Show that if $\lim_{x\to a}f'(x) = A$ then $f'(a)$ exists and equals A [duplicate]

I ran across this problem in my Analysis class and can't seem to come up with a good solution. Here's the question: Show that if $\lim_{x\to a}f'(x) = A$ then $f'(a)$ exists and equals $A$. $f$ is continuous on $[a,b]$ and differentiable on $(a,b)$.

I tried applying the Mean Value theorem like this: There exists a $c \in (a, x)$ st $f(x)-f(a)=f'(c)(x-a) \implies \frac{f(x)-f(a)}{x-a}=f'(c) \implies f'(a)=\lim_{x\to a}\frac{f(x)-f(a)}{x-a}=\lim_{c\to a}f'(c)=A$

However, I think this is wrong. I am pretty sure the Mean Value theorem is needed, but my application of it seems to be incorrect. Would somebody be able to point me in the right direction?

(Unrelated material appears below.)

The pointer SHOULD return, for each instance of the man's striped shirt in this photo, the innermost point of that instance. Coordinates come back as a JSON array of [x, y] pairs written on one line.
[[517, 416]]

Applying $\lim \limits_{(x\text{ or }c)\to a}$ as you did doesn't feel right.

Hint: You know that $$\mathop{\forall}_{\varepsilon >0}\mathop{\exists}_{\delta >0}\mathop{\forall}_{c\in ]a,b[}\left(c-a<\delta\implies |f'(c)-A|<\varepsilon\right)\tag 1$$

and you wish to prove that

$$\mathop{\forall}_{\varepsilon >0}\mathop{\exists}_{\delta >0}\mathop{\forall}_{x\in ]a,b[}\left(x-a<\delta\implies \left|\dfrac{f(x)-f(a)}{x-a}-A\right|<\varepsilon\right)\tag 2$$

Take $\varepsilon >0$, let $\delta$ be as in $(1)$ and let $x\in ]a,b[$ be such that $x-a<\delta$. Now use the mean value theorem on $f_{|[a,x]}$.